Fin dai tempi più lontani l’attività raggiunse un grado di perfezione tale da imporsi in un raggio assai vasto. A Firenze, essendosi manifestate verso la fine del secolo XVI preoccupazioni per la concorrenza industriale di altri stati, fu promulgata dal Granduca l’ordinanza del 20 aprile 1577, per abolire il “vetro fiorentino” nello stato fiorentino. Poiché allora in Firenze non esistevano vetrerie per bicchieri e vasellame, ma era solo sviluppata l’arte di colorire e lavorare il vetro in lastre, appare evidentissimo che l’ordinanza fosse proprio indirizzata a proteggere le vetrerie colligiane.

Con il passare del tempo le vetrerie colligiane non hanno mai conosciuto pause, superando le inevitabili crisi e conservando un ruolo determinante in tutta l’economia cittadina.

La vetreria, oltre dare lavoro ai vetrai, a coloro che operano all’interno della fabbrica, dava e da lavoro ad altre centinaia di lavoratori fuori dalle vetrerie: gli “arrotini”.

L’arrotino o molatore, che meglio converrebbe definire lo “scultore” del vetro, arricchisce il vetro liscio, uscito dalla fabbrica, con pregevoli incisioni, ora ornati geometrici, ora con ornati di fantasia.

Troppi sarebbero, ad elencarli tutti,i nomi degli “arrotini” che non solo a Colle fecero parlare di sé e che riuscirono con la loro capacità e con il loro astro a trasformare un bicchiere o una bottiglia, un vaso in preziose opere d’arte( come Mario e Edoardo Salvi e Nello Cigni, che hanno trasmesso tesori di esperienza e di geniale abilità alle generazioni odierne).

Le botteghe di tali artigiani erano per la maggior parte situate nella contrada detta “Agli arrotini”, sulla strada che congiunge Pieve in Piano con via Oberdan, dove la sempre generosa “gora” offriva l’energia per i movimenti dei torni.

Nel 1873 erano attive in colle due vetrerie condotte dal “maestro” boemo Giovan Battista Schimidt, nel 1921 il colligiano Modesto Boschi riuscì a riunire in un’unica società le vetrerie esistenti in Colle e la sua conduzione fu così abile che il complesso, negli anni successivi, raggiunse il massimo della sua ascesa. Nello stabilimento trovarono lavoro, fino al secondo conflitto mondiale, ben 520 dipendenti tra uomini e donne e si produssero centinaia di migliaia di pezzi, che furono molati da una vera e propria miriade di piccoli artigiani.  

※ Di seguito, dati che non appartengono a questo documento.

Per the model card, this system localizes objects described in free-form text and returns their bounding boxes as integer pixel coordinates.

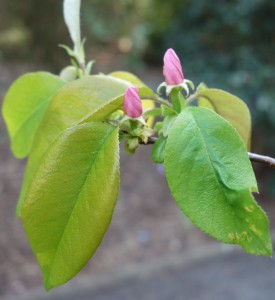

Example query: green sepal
[152,134,167,164]
[170,87,186,113]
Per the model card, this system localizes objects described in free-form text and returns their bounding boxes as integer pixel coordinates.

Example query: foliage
[147,0,275,152]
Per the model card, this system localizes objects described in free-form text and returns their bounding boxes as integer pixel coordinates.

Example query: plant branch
[141,96,172,107]
[248,152,275,168]
[140,137,275,168]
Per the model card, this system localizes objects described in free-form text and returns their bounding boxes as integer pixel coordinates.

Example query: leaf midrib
[46,129,114,284]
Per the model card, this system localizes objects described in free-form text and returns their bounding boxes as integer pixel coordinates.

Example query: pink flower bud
[163,48,184,85]
[124,87,142,119]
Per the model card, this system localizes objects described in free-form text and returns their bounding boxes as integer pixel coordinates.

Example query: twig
[248,152,275,168]
[140,137,275,168]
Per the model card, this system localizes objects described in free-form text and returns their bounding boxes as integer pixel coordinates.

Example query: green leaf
[164,108,272,256]
[17,75,129,216]
[198,89,251,151]
[170,88,186,113]
[152,134,167,164]
[3,72,65,158]
[22,123,119,290]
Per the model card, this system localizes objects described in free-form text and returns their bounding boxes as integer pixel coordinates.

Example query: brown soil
[0,63,275,297]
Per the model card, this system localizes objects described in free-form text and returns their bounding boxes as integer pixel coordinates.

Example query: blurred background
[0,0,275,299]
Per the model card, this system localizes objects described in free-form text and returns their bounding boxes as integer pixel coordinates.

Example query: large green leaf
[17,75,129,215]
[3,72,65,158]
[22,123,119,289]
[164,108,272,256]
[198,89,251,150]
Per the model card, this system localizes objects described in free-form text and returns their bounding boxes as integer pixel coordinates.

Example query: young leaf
[3,72,65,158]
[17,75,129,216]
[109,71,156,127]
[22,123,119,290]
[198,89,251,151]
[164,108,272,256]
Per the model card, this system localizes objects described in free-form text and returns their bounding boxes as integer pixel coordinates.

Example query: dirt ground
[0,62,275,298]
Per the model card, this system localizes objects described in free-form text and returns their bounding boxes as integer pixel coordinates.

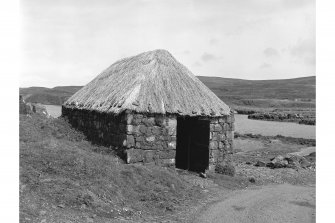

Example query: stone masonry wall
[209,113,235,170]
[62,107,235,170]
[62,107,127,150]
[126,114,177,166]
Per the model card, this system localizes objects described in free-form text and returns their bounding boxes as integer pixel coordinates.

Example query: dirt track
[193,184,315,223]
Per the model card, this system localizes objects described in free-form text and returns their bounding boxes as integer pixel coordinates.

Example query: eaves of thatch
[64,50,230,116]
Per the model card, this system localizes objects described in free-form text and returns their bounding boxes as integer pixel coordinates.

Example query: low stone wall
[127,114,177,166]
[62,107,234,169]
[209,113,235,170]
[62,106,127,150]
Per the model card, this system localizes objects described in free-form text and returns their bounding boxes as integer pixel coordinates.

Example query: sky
[20,0,315,87]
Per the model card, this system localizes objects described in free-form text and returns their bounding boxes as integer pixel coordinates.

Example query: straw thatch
[64,50,230,116]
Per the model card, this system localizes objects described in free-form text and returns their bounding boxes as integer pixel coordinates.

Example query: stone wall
[62,107,234,169]
[127,114,177,166]
[62,106,127,151]
[209,113,235,170]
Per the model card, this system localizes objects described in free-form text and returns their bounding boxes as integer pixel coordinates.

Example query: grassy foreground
[20,114,203,222]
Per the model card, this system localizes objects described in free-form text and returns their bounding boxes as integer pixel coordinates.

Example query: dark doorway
[176,117,209,172]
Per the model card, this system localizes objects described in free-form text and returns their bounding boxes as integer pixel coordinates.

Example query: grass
[20,76,316,106]
[20,114,202,222]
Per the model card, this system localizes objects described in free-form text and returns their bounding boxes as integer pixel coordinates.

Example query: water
[44,105,62,118]
[44,105,315,139]
[235,114,316,139]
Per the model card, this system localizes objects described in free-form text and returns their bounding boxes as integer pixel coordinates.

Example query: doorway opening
[176,117,210,172]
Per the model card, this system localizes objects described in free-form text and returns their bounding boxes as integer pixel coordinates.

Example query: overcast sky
[20,0,315,87]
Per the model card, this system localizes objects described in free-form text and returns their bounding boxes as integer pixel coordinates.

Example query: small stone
[214,124,222,132]
[209,141,218,150]
[255,160,266,167]
[151,126,161,135]
[248,177,256,184]
[146,136,155,142]
[199,173,207,178]
[168,142,176,149]
[127,135,135,148]
[139,125,147,134]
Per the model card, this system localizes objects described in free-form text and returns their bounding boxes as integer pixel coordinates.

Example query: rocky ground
[248,112,316,125]
[20,114,315,222]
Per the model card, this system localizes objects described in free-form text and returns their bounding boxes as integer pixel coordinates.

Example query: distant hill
[20,76,316,107]
[20,86,82,105]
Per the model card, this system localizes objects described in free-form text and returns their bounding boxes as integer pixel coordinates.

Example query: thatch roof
[64,50,230,116]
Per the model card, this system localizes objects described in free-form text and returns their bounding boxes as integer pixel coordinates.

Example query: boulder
[266,155,288,169]
[255,160,266,167]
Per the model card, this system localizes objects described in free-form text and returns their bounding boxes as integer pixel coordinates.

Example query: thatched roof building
[62,50,234,171]
[65,50,230,116]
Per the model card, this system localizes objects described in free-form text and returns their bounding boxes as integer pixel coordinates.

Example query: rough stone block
[209,141,218,150]
[135,136,144,142]
[168,118,177,128]
[126,125,134,134]
[162,128,169,136]
[210,132,219,141]
[155,116,166,127]
[139,125,147,134]
[210,118,219,124]
[158,150,176,159]
[226,131,234,139]
[142,117,155,127]
[126,114,134,125]
[143,150,155,163]
[126,149,144,163]
[151,126,161,135]
[219,116,227,123]
[145,136,156,142]
[230,122,235,131]
[127,135,135,148]
[167,126,176,136]
[160,159,176,166]
[145,127,153,136]
[168,141,176,150]
[209,124,215,132]
[214,124,222,132]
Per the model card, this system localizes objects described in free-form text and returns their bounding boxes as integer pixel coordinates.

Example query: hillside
[20,76,316,108]
[20,114,204,222]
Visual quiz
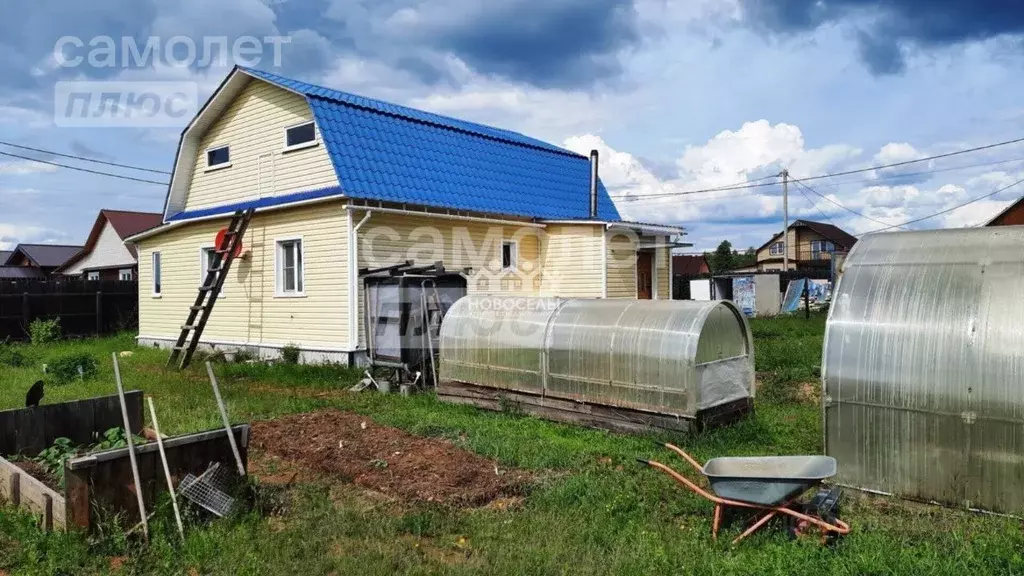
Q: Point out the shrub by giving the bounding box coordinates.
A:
[29,318,60,344]
[0,344,29,368]
[47,353,97,384]
[281,344,299,364]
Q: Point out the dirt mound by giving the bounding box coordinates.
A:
[252,410,528,505]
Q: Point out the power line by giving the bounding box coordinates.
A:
[612,134,1024,199]
[794,180,836,224]
[864,172,1024,234]
[0,151,167,186]
[793,178,902,228]
[0,140,170,175]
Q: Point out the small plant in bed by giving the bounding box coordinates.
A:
[47,353,98,384]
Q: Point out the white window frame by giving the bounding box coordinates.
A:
[273,236,306,298]
[199,244,227,298]
[498,240,519,272]
[150,250,164,298]
[282,120,319,152]
[811,240,836,252]
[204,145,231,172]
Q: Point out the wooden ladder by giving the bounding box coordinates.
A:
[167,208,255,369]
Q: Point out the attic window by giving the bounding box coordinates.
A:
[285,122,316,151]
[206,146,231,168]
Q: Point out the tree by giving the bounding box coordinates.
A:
[708,240,735,274]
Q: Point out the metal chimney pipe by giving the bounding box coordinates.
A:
[590,150,597,220]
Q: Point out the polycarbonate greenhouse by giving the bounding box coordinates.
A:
[438,296,754,429]
[821,227,1024,515]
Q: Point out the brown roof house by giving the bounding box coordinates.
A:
[672,254,711,278]
[0,244,82,279]
[56,209,164,280]
[734,220,857,272]
[985,197,1024,227]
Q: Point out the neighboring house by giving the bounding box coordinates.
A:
[985,198,1024,227]
[731,220,857,272]
[129,68,683,363]
[672,254,711,278]
[55,209,164,281]
[2,244,82,278]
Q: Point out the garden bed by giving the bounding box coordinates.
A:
[252,410,529,506]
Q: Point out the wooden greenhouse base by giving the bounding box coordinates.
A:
[437,380,754,433]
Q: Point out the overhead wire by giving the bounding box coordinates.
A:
[611,137,1024,199]
[0,140,170,175]
[0,151,168,186]
[864,172,1024,234]
[790,178,902,228]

Negli anni che seguirono il conflitto mondiale, pur restando il nome “Vetrerie Modesto Boschi”, il complesso fu rilevato da una nuova società per azioni, si incrementò ancora, fino a raggiungere nel 1951, 625 dipendenti.Ma i criteri di innovazione non si improntarono né cercarono di adeguarsi alle nuove più progredite tecniche, i vecchi sistemi di conduzione evidentemente non corrispondevano più ai tempi né venivano accettati dalle più qualificate maestranze.

L’intero sistema economico cittadino subì un durissimo colpo, gli operai, forti della loro capacità e doti di iniziativa dettero vita a nuove vetrerie. Sorse per prima la V.I.T.A.C. poi altre ne seguirono: la V.A.V., la C.A.L.B., la CRISTALLERIA ARNOLFO DI CAMBIO, la V.I.L.C.A., la KRISLA ed altre....

Riprese a lavorare anche “La Fabbrichina”, con il nome “La Piana” e la ex - Vetreria Boschi- riaprì i cancelli, rilevata dalla Cooperativa, sotto il nome “Esercizio M.Boschi C.L.V.B.”.

E’ da segnalare il patrimonio tecnico e professionale, espresso dal lavoro colligiano nel vetro, e l’opera di Giovan Battista Rolandi, che lavora in Francia, a Palermo, a Milano, a Murano e di Modesto Boschi che dirige vetrerie a Milano, S.Giovanni Valdarno, Firenze, Figline, Colle.

La lavorazione a mano, di alto livello professionale, è oggi assai ridotta, sostituita da quella automatica e semiautomatica: presse,soffiati a fermo e a soffio girato, scalottatrici a freddo, ribruciatori, saldanti operano un processo dal forno di fusione al fondo linea, cui segue l’immagazzinaggio.

La percentuale del 24% di piombo è stato ottenuto progressivamente: dal 14-15% del 1946 (nella “La Fabbrichina” della “Boschi”) si giunge, solo nel 1963, agli attuali procedimenti compositivi e di affinamento.

Con le sue cristallerie, Colle ha acquistato tale rinomanza da venire definita la “Capitale del cristallo” o per chi lo preferisce la “Boemia d’Italia”.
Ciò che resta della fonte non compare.